More Complex Code Example

use velox_graph::VeloxGraph;
use bincode::{Decode, Encode};

// INFO: Sample data to store in the nodes.
#[derive(Clone, Debug, Encode, Decode)]
struct NodeData {
    x: u32,
    y: u32,
}

// INFO: Sample data to store in the connections.
#[derive(Clone, Debug, Encode, Decode)]
struct ConnData {
    a: u32,
    b: f64,
}

fn main() {
    // INFO: Initialize the graph.
    let mut graph: VeloxGraph<NodeData, ConnData> = VeloxGraph::new();

    // INFO: Create your first node.
    let node_id0 = graph.node_create(NodeData { x: 134, y: 351 });
    println!("num_entries: {}", graph.num_entries);

    // INFO: Get a mutable reference to that node.
    let node = graph.node_get(node_id0).unwrap();
    println!("node data: {:?}", node.data);

    // INFO: You can then edit that node in place. Remember this a mutable reference, no need to save.
    node.data.x += 4;
    node.data.y = 2431;

    // INFO: You can get the node again if you want to verify that it was edited.
    let node = graph.node_get(node_id0).unwrap();
    println!("node data: {:?}", node.data);

    // INFO: Create 2 more nodes.
    let node_id1 = graph.node_create(NodeData { x: 234, y: 5 });
    let node_id2 = graph.node_create(NodeData { x: 63, y: 42 });
    println!("num_entries: {}", graph.num_entries);

    // INFO: Create connections some connections between nodes.
    graph
        .nodes_connection_set(node_id0, node_id1, ConnData { a: 243, b: 54.5 })
        .unwrap();
    graph
        .nodes_connection_set(node_id0, node_id2, ConnData { a: 63, b: 9.413 })
        .unwrap();
    graph
        .nodes_connection_set(node_id1, node_id2, ConnData { a: 2834, b: 5.24 })
        .unwrap();
    graph
        .nodes_connection_set(node_id2, node_id0, ConnData { a: 7, b: 463.62 })
        .unwrap();

    // INFO: Loop through each connection that this node connects forward to (forward connections). You can NOT edit the connections.
    let node = graph.node_get(node_id0).unwrap();
    for connection in &node.connections_forward_get_all().data_vec {
        println!("forward_connection: {:?}", connection);
    }

    // INFO: You can also see the what nodes the TO this node (backward connections). You can NOT edit the connections.
    let node2 = graph.node_get(node_id2).unwrap();
    for connection in node2.connections_backward_get_all() {
        println!("backward_connection: {:?}", connection);
    }

    // INFO: Delete node connections.
    graph.nodes_connection_remove(node_id0, node_id1).unwrap();
    graph.nodes_connection_remove(node_id0, node_id2).unwrap();

    // INFO: Delete nodes. Their connections are automatically deleted as well.
    graph.node_delete(0).unwrap();
    graph.node_delete(1).unwrap();
    graph.node_delete(2).unwrap();
    println!("num_entries: {}", graph.num_entries);
}

Upcoming features and future plans:

The next major feature that I am working on is implementing a fast way to back up or save the data. Currently, it is only stored in-memory and I have been using a separate system for persisting it to disk.

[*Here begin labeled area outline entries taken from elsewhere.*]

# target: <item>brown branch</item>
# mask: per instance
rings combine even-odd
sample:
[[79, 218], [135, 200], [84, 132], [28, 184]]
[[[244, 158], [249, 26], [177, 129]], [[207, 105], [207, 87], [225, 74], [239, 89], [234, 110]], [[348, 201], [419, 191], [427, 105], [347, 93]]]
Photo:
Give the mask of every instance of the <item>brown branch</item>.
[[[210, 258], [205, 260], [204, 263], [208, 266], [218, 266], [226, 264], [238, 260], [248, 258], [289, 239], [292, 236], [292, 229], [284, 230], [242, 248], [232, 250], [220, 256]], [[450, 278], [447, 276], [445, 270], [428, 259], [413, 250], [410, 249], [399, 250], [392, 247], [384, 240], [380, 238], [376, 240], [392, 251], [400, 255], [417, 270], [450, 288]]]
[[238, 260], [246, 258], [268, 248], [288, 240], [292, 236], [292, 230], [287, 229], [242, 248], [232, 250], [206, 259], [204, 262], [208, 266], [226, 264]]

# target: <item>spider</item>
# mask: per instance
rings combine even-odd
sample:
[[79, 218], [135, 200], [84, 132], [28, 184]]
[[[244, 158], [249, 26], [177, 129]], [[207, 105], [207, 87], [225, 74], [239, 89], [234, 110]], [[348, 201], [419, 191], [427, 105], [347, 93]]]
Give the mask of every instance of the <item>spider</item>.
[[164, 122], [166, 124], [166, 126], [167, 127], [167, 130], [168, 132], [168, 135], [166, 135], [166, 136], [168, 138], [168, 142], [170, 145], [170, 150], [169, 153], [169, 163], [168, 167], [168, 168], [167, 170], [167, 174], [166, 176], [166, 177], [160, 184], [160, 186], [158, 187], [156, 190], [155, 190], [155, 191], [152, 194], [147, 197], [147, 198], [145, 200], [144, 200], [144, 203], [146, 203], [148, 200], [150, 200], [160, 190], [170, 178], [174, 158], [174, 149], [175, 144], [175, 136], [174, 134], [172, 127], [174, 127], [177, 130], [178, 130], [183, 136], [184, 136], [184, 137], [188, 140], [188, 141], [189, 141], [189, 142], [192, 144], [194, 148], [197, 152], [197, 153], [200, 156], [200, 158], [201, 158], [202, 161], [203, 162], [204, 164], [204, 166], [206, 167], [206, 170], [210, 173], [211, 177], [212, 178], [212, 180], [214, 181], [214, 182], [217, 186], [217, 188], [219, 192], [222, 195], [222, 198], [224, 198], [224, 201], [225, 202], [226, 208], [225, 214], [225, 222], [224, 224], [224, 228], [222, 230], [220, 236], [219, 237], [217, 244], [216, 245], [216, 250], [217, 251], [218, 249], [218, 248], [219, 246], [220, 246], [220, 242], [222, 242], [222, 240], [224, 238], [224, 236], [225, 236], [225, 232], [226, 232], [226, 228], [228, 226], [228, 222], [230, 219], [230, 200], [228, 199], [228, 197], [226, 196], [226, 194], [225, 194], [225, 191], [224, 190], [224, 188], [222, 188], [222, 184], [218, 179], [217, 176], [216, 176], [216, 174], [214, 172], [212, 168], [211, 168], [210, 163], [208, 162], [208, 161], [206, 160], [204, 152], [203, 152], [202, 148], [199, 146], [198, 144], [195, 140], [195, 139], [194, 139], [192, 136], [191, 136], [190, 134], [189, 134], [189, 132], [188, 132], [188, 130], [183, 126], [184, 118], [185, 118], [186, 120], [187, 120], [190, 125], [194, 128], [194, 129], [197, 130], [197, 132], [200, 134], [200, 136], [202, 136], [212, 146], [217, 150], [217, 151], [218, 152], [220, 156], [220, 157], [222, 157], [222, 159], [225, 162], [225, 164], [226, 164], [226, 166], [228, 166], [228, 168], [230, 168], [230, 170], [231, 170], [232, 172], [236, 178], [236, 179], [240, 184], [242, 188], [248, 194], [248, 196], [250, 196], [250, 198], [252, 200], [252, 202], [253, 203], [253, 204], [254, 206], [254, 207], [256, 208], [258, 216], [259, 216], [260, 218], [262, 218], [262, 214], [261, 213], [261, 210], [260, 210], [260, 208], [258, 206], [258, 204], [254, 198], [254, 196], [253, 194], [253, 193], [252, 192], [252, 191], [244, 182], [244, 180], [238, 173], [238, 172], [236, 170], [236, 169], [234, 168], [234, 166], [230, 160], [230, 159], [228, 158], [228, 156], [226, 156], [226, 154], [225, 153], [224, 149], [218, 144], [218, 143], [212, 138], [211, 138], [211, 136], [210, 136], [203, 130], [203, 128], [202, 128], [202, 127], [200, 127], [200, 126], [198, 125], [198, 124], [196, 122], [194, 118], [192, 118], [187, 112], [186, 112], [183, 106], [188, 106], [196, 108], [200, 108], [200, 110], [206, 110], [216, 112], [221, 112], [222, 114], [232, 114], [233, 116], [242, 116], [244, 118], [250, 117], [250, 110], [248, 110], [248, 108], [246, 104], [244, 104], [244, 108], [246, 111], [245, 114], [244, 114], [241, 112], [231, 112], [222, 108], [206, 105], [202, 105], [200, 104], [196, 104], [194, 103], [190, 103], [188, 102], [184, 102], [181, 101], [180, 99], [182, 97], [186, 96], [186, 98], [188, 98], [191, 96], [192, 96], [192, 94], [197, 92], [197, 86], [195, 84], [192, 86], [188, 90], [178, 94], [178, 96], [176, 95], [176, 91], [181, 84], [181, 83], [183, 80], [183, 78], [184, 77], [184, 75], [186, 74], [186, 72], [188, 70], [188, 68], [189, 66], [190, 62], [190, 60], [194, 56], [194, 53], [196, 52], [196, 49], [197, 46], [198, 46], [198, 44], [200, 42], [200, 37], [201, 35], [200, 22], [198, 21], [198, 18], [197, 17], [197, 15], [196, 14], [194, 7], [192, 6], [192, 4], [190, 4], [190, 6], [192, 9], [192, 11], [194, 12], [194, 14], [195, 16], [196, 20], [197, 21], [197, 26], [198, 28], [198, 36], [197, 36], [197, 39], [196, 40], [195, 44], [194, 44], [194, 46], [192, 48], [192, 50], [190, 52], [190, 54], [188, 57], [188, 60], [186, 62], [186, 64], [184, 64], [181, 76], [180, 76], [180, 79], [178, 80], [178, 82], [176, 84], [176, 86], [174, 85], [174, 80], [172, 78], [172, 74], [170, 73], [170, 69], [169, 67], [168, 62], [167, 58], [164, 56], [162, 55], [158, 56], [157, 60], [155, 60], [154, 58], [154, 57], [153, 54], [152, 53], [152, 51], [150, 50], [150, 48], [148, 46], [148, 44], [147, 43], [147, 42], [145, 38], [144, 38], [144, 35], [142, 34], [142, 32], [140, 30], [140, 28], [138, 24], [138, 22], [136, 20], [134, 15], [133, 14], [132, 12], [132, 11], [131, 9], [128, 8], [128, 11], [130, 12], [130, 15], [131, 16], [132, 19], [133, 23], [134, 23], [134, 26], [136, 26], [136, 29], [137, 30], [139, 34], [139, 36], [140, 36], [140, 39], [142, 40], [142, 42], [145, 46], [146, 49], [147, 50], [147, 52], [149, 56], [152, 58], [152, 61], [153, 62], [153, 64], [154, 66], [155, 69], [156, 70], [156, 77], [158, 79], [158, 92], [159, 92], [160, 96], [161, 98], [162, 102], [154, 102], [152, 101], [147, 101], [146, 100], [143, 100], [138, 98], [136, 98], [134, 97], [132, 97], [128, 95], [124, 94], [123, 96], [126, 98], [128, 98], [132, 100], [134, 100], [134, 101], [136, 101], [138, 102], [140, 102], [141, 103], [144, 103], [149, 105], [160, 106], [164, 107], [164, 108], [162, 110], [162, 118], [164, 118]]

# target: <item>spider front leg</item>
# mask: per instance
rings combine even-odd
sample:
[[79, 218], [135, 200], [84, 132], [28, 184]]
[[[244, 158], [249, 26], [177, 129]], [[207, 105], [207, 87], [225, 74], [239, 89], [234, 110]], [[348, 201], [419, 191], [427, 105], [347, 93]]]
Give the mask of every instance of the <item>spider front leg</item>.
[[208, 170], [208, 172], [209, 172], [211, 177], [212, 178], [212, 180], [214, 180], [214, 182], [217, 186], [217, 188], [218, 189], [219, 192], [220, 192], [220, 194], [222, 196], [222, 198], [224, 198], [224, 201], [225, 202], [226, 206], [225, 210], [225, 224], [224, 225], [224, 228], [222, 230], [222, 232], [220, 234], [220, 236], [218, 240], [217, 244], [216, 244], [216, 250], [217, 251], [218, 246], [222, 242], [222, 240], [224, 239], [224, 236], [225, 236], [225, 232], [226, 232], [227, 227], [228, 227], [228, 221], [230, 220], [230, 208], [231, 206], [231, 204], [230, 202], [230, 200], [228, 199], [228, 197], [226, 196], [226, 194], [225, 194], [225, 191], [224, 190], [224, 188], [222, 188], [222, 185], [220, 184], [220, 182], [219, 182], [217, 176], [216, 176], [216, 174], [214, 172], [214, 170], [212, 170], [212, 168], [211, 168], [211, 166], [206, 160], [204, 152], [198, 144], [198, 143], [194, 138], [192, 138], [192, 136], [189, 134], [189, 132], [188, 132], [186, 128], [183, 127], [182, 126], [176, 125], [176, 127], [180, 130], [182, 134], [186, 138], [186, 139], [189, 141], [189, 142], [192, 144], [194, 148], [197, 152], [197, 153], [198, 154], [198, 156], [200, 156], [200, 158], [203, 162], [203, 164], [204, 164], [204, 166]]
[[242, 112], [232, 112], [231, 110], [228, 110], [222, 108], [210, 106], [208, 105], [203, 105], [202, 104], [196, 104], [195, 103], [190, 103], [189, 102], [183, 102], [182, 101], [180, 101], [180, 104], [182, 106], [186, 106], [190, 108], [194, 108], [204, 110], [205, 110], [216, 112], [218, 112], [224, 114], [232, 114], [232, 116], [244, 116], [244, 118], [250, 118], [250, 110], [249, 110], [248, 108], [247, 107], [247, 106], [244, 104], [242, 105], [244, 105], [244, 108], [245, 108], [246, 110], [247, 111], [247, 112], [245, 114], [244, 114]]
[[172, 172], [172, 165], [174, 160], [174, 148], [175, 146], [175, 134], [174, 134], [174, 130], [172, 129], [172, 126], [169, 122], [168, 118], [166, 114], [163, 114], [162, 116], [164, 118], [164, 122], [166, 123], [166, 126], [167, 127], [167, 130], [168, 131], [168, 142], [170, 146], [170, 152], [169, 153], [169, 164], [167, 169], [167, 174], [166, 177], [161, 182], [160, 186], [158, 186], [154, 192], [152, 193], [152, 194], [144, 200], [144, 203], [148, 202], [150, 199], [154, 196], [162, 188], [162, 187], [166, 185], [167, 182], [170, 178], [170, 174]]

I will most likely have to implement something similar to how other in-memory databases save data, by keeping a list of the transactions and recreating the database from that. But I still need to look into this more before deciding if it fits the needs of the rest of the project.

As for visions for the future, I intend to keep this project as minimal as possible and build a new system of implementing neural networks off of it.